Silence, Suffering, and Worship Coram Deo with Reference to Sonderegger

We ought to be silent before the LORD God! I have once again come to the so called ‘Minor Prophets’ or more Tanakhnic the ‘Book of the Twelve’ and have been reminded of a verse or two that simply has never left me from the time that I first read through these sections of Holy slaughteredlambWrit with attention over twenty years ago now (and continuously since then). The theme is silence before God, simply because he is God and alone inhabits his holy temple; the whole earth ought to be silent before him!
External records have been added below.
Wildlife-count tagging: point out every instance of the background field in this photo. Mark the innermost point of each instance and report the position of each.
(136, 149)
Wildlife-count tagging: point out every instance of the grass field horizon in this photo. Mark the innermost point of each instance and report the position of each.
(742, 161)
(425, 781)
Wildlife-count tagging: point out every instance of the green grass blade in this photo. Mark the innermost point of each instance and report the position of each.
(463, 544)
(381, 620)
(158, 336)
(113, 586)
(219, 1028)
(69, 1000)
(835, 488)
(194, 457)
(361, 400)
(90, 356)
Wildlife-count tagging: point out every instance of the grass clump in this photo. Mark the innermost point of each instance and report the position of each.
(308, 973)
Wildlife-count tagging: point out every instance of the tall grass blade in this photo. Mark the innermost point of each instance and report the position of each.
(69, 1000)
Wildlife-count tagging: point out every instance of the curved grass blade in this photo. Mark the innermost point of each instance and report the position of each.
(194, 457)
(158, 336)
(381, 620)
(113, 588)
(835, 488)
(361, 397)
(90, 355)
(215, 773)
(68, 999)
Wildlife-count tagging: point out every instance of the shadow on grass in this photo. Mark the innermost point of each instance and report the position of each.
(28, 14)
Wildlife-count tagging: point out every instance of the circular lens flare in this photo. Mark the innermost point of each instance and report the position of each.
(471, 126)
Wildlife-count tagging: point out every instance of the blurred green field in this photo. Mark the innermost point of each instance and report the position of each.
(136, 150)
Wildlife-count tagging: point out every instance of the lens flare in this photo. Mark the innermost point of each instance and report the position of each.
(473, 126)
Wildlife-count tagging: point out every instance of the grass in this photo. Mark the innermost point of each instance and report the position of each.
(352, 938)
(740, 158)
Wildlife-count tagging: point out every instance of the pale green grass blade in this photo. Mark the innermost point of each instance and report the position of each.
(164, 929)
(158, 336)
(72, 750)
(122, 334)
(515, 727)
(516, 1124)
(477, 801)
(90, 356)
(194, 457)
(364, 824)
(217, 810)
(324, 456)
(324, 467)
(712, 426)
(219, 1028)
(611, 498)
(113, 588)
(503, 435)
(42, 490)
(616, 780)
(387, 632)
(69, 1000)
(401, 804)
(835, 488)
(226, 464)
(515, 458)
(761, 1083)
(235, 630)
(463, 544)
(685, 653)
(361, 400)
“But the Lord is in His holy temple. Let all the earth keep silence before Him.” Habakkuk 2.20

“Be silent in the presence of the Lord God; For the day of the Lord is at hand, For the Lord has prepared a sacrifice; He has invited His guests.” Zephaniah 1.7

I love this concept, and mandate! It conjures for me this idea that God is truly omnipotent (to use that ancient language), and that he is the One in control; not me, not my problems, and definitely not this earth or world system that ‘appears’ to structure it. God is God, and for that reason alone we ought to sit with our hand over our mouth in prone prostration (if not physically all the time, at least attitudinally). This idea of God’s immensity, to the point that I am left speechless, brings health to my broken and aching bones; it lets me know that I am not reliant on politicians, teachers, doctors (of any kind), et al. to order my life aright. I am contingent and fully dependent upon the One who outsources any resource I might conceive of on my own, and this is universally true not just for me but for the theater of God’s total creation (whether that creation recognizes it or not – so there is an objective mind independent of God’s reality that He is whether we recognize it or not … and in this I find total peace and comfort).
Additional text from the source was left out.